The PRC has been using a variety of diplomatic tactics and procedural maneuvers to avoid censure at the U.N. Commission by exerting political and economic pressures. The PRC has succeeded in allying on its side many developing as well as developed countries. Now that the US has decided not to introduce a resolution it indicates that China has finally succeeded in maneuvering the world’s only superpower. This indicates that powerful nations like China can be let to violate international human rights law and its own domestic law with impunity.
Human rights situation in Tibet continues to remain poor. This has been confirmed by most monitoring human rights agencies, most notably in recent times by the US State Department Report on China’s human rights record. TCHRD has received information that 21 Tibetans have been arrested for allegedly engaging in peaceful political activities since January 2004. More than 145 known Tibetans still remain detained in the various prisons in Tibet for exercising their fundamental human rights; the whereabouts and well-being of Panchen Rinpoche, Gedhun Choekyi Nyima still remains unknown; many senior religious leaders have been facing persecution for their religious beliefs and political loyalty; Trulku Tenzin Delek and Bangri Tsamtrul Rinpoche, two prominent religious leaders from eastern Tibet currently serves life imprisonment sentences after commutation from death penalty on framed charges.
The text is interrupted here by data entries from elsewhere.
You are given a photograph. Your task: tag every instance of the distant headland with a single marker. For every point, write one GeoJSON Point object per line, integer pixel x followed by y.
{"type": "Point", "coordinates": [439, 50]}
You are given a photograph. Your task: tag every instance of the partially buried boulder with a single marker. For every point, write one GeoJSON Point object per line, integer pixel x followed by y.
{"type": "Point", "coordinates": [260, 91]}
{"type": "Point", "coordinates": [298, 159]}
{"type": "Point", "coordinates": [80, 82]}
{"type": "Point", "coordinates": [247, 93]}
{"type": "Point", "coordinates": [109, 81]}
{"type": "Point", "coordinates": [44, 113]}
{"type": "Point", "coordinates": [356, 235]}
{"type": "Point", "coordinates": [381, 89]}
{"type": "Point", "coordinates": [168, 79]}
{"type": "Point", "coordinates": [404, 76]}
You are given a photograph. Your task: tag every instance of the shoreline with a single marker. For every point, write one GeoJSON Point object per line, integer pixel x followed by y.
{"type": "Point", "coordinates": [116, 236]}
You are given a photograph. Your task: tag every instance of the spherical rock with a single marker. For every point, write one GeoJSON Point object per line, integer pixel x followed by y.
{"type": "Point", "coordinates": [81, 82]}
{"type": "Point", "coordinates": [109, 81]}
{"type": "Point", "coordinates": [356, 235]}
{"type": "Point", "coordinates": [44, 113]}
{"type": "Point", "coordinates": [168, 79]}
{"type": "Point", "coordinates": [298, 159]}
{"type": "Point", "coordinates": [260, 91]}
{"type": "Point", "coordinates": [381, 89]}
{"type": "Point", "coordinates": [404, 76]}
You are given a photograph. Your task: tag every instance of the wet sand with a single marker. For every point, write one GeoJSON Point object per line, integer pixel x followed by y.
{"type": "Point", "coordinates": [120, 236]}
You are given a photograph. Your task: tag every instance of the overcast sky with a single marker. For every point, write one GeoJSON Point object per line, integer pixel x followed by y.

China re-launched the “strike hard” campaign in Lhasa in October 2004 that gives unlimited authority and powers to the police to clamp down on “separatist” activities of Tibetans in Tibet.
The PRC continues to reject multilateral processes on its human rights record, including censure at the annual UN Human Rights Commission in Geneva. The PRC maintains that such action as interference in its “internal affairs”. It prefers to have bilateral human rights dialogue so as to deflect public condemnation on its human rights record at multilateral fora. But bilateral exchanges over the years have shown that it has failed to improve human rights situation in China, more notable in Tibet. Such dialogues are without transparency, benchmark or timeframes for assessment. Rather it has only resulted in the occasional release of some prominent political prisoners and have not served as a deterrent for China to commit future human rights violations. These releases do not alter the laws and practices regularly used by the Chinese authorities to detain and imprison individuals for peacefully exercising the right to freedom of _expression, association and other fundamental rights.
As a human rights organization, TCHRD reminds the international community that China has continued to commit gross violations of human rights in Tibet which warrants immediate attention and intervention by the UN and its member states. TCHRD urges the People’s Republic of China to respect and guarantee fundamental human rights of the Tibetan people through proper legal provisions and effective implementation. TCHRD further calls upon the UN member states to engage in effective policies of persuasion and pressure on China to help improve its human rights record.